Bates, Computer Weekly’ye, Horizon skandalının kurbanı olan yardımcı postane müdürleri için devam eden mali tazminat kampanyasına yardımcı olmak amacıyla şövalyeliğin yayına bir ip daha eklemesini umduğunu söyledi.
“Üzerlerindeki baskıyı sürdürecek her şey işe yarar” dedi. “Grup için para bulmamız lazım, geriye kalan tek şey bu ve geri kalan her şey devam ediyor. Daha yapılacak çok şey var ama bunu sürdürmek artık başkalarına düşüyor. Sadece JFSA grubunun parasını aldığından emin olmak istiyorum.”

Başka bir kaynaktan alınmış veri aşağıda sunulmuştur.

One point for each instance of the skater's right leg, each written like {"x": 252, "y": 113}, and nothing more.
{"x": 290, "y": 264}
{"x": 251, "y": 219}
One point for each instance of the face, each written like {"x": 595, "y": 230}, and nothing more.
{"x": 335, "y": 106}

Milletimiz, büyük beğeni toplayan adalet mücadelesinin ayrıntılarını artık biliyor. Ancak desteği kazanmak her zaman kolay olmadı; hatta Horizon’la ilgili endişelerini öncelik listelerinin en üstüne koyması gereken insanlar Bates’le alay ediyordu.
2004 yılında Bates, Ulusal Subpostmasterlar Federasyonu’nun (NFSP) bir toplantısına katıldı ve burada konferans salonunda el ilanları dağıttı. O zamanlar NFSP temsilcisi olan eski alt posta müdürü Mark Baker’a göre, konferansa katılanlara Bates’in protestosunu görmezden gelmeleri söylendi.

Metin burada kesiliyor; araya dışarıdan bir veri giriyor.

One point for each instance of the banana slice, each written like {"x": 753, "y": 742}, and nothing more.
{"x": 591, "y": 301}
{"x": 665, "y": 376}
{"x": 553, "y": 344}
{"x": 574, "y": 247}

“NFSP görevlileri Alan’ın delege koltuklarına yerleştirdiği broşürleri çılgınca kaldırıyorlardı. ‘Boşver onu, o Postane şubesini kaybetmeyi göze alamayacak bir kaçığın teki’ diyen mübaşirlerden biriydi.”
Bates o zamana kadar şubesini ve hayat boyu biriktirdiği birikimi kaybetmişti ve Torquay etkinliğinde protesto yapabilmesi için bir çadır almak zorunda kaldı. “Hiçbir yerde kalmaya gücü yetmediği için kamp yapmak zorunda kaldı” diyen Sercombe, etkinlikte Bates’in de “hırsız” olarak etiketlendiğini ekledi.
O zamandan beri işler çarpıcı biçimde değişti. Halihazırda Bates ve onun yardımcı yönetici kampanya grubunun kazandığı bir Yüksek Mahkeme grup davası olmasına ve yaklaşık 100 hatalı yardımcı yönetici mahkûmiyetinin bozulmasına rağmen, iki yıl içinde yasal bir kamu soruşturması olarak yayınlanan bir TV dramatizasyonu, tarihteki en büyük skandallardan birinin nihayet tanınması anlamına geliyordu. Bates’in adaleti sağlamadaki merkezi rolü de böyleydi.
Bates, Computer Weekly’nin ülke çapında Horizon sistemiyle ilgili yaygın sorunları ortaya çıkarmasından birkaç ay sonra, Eylül 2009’da Justice for Subpostmasters Alliance’ı (JFSA) kurdu.
Belki de Bates için uzun listedeki en büyük başarı, JFSA’yı oluşturan 500’den fazla diğer alt posta müdürü ve eski alt posta müdürüyle birlikte Postaneye başarılı bir şekilde dava açmaktı.
JFSA’nın, şubelerde kullanılan Horizon sistemindeki hataların, sorumlu tutuldukları açıklanamayan hesap açığından sorumlu olduğu konusunda haklı olduğunu kanıtlayan şey, 2019 yılında GLO’da verilen karardı. O andan itibaren, insanların mali suçlar nedeniyle haksız yere kovuşturmaya tabi tutulduğu açıktı, böylece haksız mahkumiyetlerin tersine çevrilmesi süreci başlamış oldu ve bu da skandalla ilgili devam eden yasal kamu soruşturmasına yol açtı.
Her şeye rağmen Bates, skandaldan etkilenen müdür yardımcıları için adalet ve adil mali tazminat için baskı yapmaya devam etti.
Postane skandalı ilk olarak 2009 yılında Computer Weekly tarafından ortaya çıkarıldı ve yedi alt posta müdürünün hikayeleri ve muhasebe yazılımı nedeniyle yaşadıkları sorunlar ortaya çıktı. Bu, Britanya tarihindeki en büyük adalet hatalarından biridir (2009’dan bu yana skandalla ilgili Computer Weekly makalelerinin zaman çizelgesi için aşağıya bakın).
Ayrıca okuyun: Horizon skandalı hakkında bilmeniz gerekenler.
Ayrıca izleyin: ITV’nin belgeseli – Bay Bates Postaneye Karşı: Gerçek hikaye.